Module responsable for detecting anomalies in case studies of algal bloom occurences based on images from Google Earth Engine API and machine learning
- Python >= 3.7.7 64-bit, < 3.10 64-bit
- Google Earth Engine enabled account: see https://earthengine.google.com/
To install this script and all its dependencies, execute the follow commands:
- Create a virtual environment:
python3 -m venv venv
- Enable it:
source venv/bin/activate
- Install the script dependencies:
pip install -e .
Before running the script and after installing the libraries, you must authenticate with the Google Earth Engine API. However, the command line tool will automatically require you to do it so:
# from local command line
earthengine authenticate
# from inside Docker container
earthengine authenticate --auth_mode=notebook
# from inside Jupyter Notebook
import ee
ee.Authenticate()
In some versions of macOS, it might be necessary to run this command using sudo
.
Additionally, make sure that folder results
(or whatever path you've defined) has writing permissions:
chmod 777 /path/to/abd/results
There is also a Docker image which provides this script with all necessary dependencies easy and ready. To use it, run:
docker run -p 8888:8888 --name abd phmananias/abd:latest
or you can build it locally and then run it:
docker build -t abd:latest .
docker run -p 8888:8888 --name abd abd:latest
This module brings a default command line abd
for you. To see available parameters, please run:
> abd --help
Usage: abd [OPTIONS]
Options:
--lat_lon TEXT Two diagonal points (Latitude 1, Longitude
1, Latitude 2, Longitude 2) of the study
area [default: -83.50124371805877,41.884350
23280987,-83.07548096199702,41.6527506159209
1]
--dates TEXT Comma-separated date to be applied the
algorithm [default:
2019-06-03,2019-07-01,2019-08-19,2019-09-24]

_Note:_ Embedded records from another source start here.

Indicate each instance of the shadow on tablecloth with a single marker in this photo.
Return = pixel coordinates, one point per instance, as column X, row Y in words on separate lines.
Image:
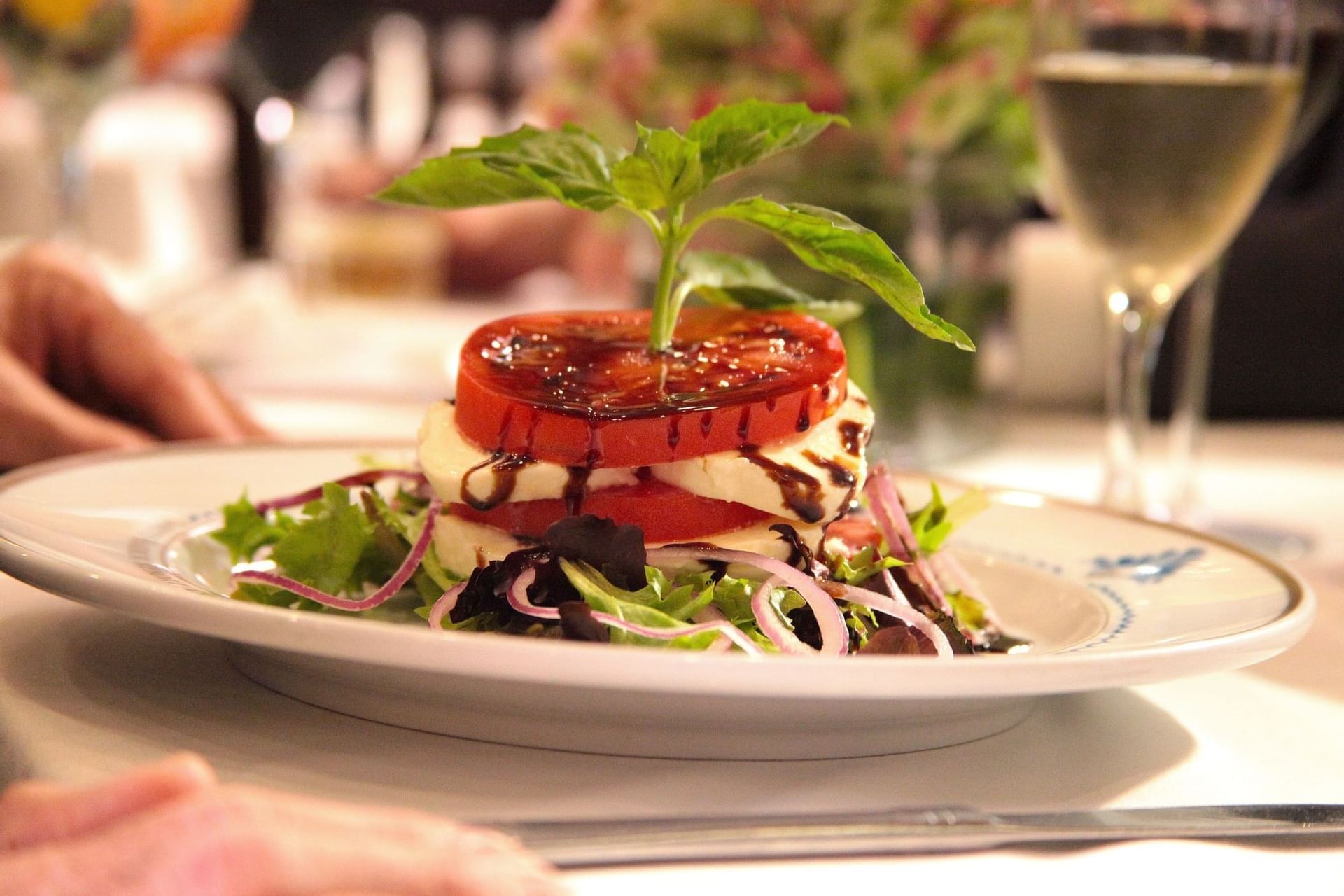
column 134, row 691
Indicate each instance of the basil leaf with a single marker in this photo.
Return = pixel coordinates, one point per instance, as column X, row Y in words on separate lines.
column 738, row 281
column 832, row 244
column 569, row 166
column 664, row 169
column 743, row 133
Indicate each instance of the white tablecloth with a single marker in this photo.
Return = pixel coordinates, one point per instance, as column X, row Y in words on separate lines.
column 85, row 694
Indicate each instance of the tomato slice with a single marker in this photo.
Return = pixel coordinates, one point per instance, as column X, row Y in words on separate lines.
column 664, row 512
column 582, row 388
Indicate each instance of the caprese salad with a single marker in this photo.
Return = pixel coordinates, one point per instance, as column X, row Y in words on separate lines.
column 682, row 477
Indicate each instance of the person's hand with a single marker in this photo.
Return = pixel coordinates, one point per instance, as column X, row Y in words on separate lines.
column 172, row 830
column 77, row 374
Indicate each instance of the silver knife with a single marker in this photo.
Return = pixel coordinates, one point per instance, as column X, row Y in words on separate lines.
column 616, row 841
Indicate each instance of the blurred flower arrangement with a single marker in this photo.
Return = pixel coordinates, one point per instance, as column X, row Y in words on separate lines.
column 936, row 89
column 940, row 158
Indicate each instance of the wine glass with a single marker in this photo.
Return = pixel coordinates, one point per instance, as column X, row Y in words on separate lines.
column 1160, row 122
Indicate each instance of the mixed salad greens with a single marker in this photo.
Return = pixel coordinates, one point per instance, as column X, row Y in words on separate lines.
column 362, row 546
column 881, row 584
column 663, row 182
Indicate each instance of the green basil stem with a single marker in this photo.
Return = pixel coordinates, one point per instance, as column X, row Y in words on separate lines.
column 672, row 237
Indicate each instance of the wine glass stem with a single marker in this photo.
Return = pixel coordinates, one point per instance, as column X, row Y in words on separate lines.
column 1135, row 330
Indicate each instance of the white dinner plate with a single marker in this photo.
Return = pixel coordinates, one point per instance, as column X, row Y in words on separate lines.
column 1107, row 601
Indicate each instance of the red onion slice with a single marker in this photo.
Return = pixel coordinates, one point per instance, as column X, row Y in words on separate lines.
column 772, row 625
column 368, row 477
column 713, row 614
column 518, row 599
column 906, row 614
column 835, row 633
column 403, row 573
column 445, row 605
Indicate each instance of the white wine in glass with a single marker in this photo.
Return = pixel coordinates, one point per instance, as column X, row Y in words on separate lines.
column 1159, row 132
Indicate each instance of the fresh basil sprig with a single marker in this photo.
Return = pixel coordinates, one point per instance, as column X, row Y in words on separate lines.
column 659, row 181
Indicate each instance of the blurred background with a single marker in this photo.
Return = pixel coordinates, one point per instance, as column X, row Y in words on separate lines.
column 217, row 158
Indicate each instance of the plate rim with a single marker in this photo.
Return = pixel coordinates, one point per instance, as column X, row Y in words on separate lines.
column 1206, row 654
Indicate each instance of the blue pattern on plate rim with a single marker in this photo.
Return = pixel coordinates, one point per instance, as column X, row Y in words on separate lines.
column 1145, row 568
column 1121, row 615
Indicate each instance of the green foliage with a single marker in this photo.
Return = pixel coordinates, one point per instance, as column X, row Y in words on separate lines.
column 664, row 174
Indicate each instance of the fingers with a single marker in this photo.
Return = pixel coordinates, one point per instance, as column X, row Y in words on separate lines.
column 241, row 841
column 34, row 813
column 245, row 421
column 96, row 349
column 41, row 424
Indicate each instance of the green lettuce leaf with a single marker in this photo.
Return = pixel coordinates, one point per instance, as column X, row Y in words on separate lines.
column 326, row 550
column 605, row 597
column 738, row 281
column 835, row 245
column 934, row 522
column 246, row 531
column 739, row 134
column 860, row 567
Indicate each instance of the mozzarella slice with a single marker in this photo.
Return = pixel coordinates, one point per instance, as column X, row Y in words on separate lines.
column 452, row 464
column 808, row 480
column 463, row 546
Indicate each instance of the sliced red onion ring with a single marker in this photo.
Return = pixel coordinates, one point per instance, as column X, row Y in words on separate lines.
column 368, row 477
column 835, row 633
column 403, row 573
column 889, row 511
column 906, row 614
column 445, row 605
column 713, row 614
column 772, row 625
column 518, row 599
column 894, row 590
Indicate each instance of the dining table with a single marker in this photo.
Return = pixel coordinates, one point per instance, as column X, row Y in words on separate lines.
column 86, row 694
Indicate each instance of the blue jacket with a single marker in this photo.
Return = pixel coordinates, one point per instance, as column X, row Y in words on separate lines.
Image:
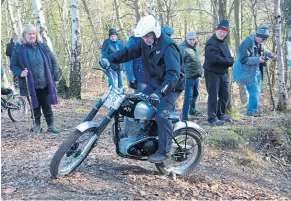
column 38, row 71
column 111, row 47
column 161, row 63
column 247, row 62
column 217, row 56
column 133, row 68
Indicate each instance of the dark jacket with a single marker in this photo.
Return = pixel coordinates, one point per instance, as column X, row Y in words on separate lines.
column 217, row 56
column 111, row 47
column 191, row 60
column 161, row 64
column 17, row 66
column 133, row 68
column 9, row 48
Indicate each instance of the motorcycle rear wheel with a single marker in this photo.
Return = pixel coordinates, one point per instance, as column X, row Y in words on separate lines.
column 182, row 163
column 72, row 152
column 17, row 109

--name TEXT Place where to save generated files
[default: erie]
--days_threshold INTEGER Days threshold used to build the timeseries
and training set: 90, 180 ou 365 [default:
180]
--model TEXT Select the desired model: ocsvm, rf, if or
None for all
--sensor TEXT Define the selected sensor where images will
be downloaded from: landsat, sentinel, modis
[default: modis]
--save_collection / --no-save_collection
Save collection images (tiff and png)
[default: no-save_collection]
--save_train / --no-save_train Enable saving the training dataset (csv)
[default: no-save_train]
--force_cache / --no-force-cache
Force cache resetting to prevent image
errors [default: no-force-cache]
--attributes TEXT Define the attributes used in the modelling
process [default: ndvi,fai]
--outliers_zscore FLOAT Define the Z-Score used in the median
outlier removal threshold [default: 3.0]
--attribute_doy / --no-attribute_doy
Define if the doy attribute will be used in
the modelling process [default: no-
attribute_doy]
--roi TEXT Select the GEE roi version used in the
validation process. E.g.
users/pedroananias/roi
--cloud_threshold TEXT Allow CLOUD threshold customization by user
--output_folder TEXT Specify desired results output folder
--threads INTEGER Specify the number of threads to run image
download from GEE [default: 64]
--help Show this message and exit.
You can directly install the latest version of this script using the following command:
pip install git+https://github.com/pedroananias/abd.git@latest
abd --lat_lon=-83.50124371805877,41.88435023280987,-83.07548096199702,41.65275061592091 --dates=2019-06-03 --name=erie --model=ocsvm --sensor=modis --output_folder=abd
The script will detect the occurrence of anomalies with a case study of algae blooming in the inserted study area and selected date. Therefore, a folder located in results
is created and named based on the date and version of the script executed. Example:
/path/to/abd/results/20221023_133118[v=v0.26.0-erie,d=2019-06-03,t=180,m=ocsvm,s=modis,attr=ndvi,fai]
The following results are generated:
- geojson (GeoJSONs with pixels and labels)
- 2019-06-03.png (RGB image)
- 2017-12-31.zip (Bands as TIFFs files)
- detection.png (Graph of the detection result)
- results.csv (Accuracy results of validation process in CSV format -if a ROI located in GEE plataform was selected)
- timeseries.png (Graphical visualization of the built timeseries)
When using the 'save_collection' function, if the script can not save images locally, will send them to Google Drive to a folder called 'abd_name.tiff' for user who is authenticated.
This script comes with a Jupyter Notebook sandbox example file. To open it, please run the command below inside the script's root directory:
jupyter-lab